Penyelenggaraan pemerintah daerah di tingkat kota/kabupaten dan provinsi telah diatur dalam mekanisme penyelenggaraan otonomi daerah dengan semangat good governance. Inilah bentuk demokrasi di tingkat lokal, sehingga pemerintah daerah merupakan representasi sejati; dari dan untuk rakyat di daerah tersebut.
Akan tetapi fakta-fakta yang berkembang menunjukkan bahwa penyelenggaraan otonomi daerah cenderung menjadi kanal-kanal kesuksesan kekuatan-kekuatan politik di daerah untuk membangun imperium kekuasaan, menciptakan “Raja-Raja Kecil”, dan rawan konflik. Metamorfosis Gerakan Aceh Merdeka (GAM) menjadi partai-partai politik yang memiliki keleluasaan untuk menerapkan tata perundangan berbasis non-Pancasila dan UUD 1945, tidak berkesudahannya konflik berdarah di bumi Papua, atau terbentuknya dinasti-dinasti kecil di lingkaran kekuasaan pemerintah daerah, merupakan sederet fakta bahwa eksistensi kekuatan sosial-politik di daerah tidak terbantahkan dan kurang ter’sentuh’ oleh pemerintahan pusat. Presiden SBY, dalam menyikapi anarkisme yang merenggut nyawa Ketua DPRD Sumut -Abdul Aziz Angkat-, menilai gagasan pemekaran daerah perlu dihentikan dan dievaluasi ulang agar memiliki nilai strategis bagi kepentingan nasional yang lebih besar. Kita semua mengetahui bahwa pemekaran wilayah merupakan bagian integral dari kebijakan otonomi daerah.
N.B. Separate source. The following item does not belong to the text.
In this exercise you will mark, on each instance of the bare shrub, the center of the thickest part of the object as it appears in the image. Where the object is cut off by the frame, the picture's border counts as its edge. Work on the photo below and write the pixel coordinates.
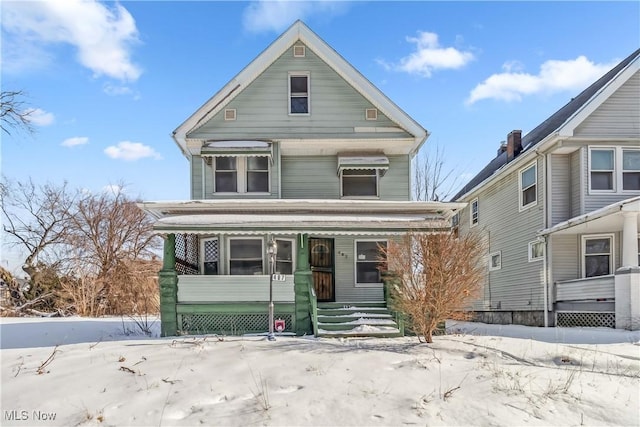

Pertanyaannya, perlukah otonomi daerah yang dijiwai oleh desentralisasi direstrukturisasi?
Otonomi Utopis
Ryaas Rasyid (2002) mengatakan bahwa otonomi daerah membawa spirit untuk membebaskan pemerintahan pusat dari beban-beban yang tidak perlu dalam menangani urusan domestik (lokal), dan daerah mendapat kesempatan untuk mempelajari, memahami, merespon kecenderungan global dan mengambil faedah untuk kepentingan daerah (lokal). Pembagian tugas tersebut lebih nampak sebagai distribusi kekuasaan yang tidak bertanggung jawab, antara pemerintah pusat dan pemerintah daerah. Pemerintah pusat mendapatkan bagian pada wilayah kebijakan-kebijakan makro (nasional), sementara daerah dituntut kreatifitasannya dalam melakukan proses pemberdayaan dalam mengatasi permasalahan mikro (lokal). Dalam perspektif saya, hal ini menggambarkan ketidakmampuan pemerintah pusat untuk mengelola kewilayahan Indonesia secara holistik, termasuk sederet problematika dan pengelolaan sumber daya yang ada.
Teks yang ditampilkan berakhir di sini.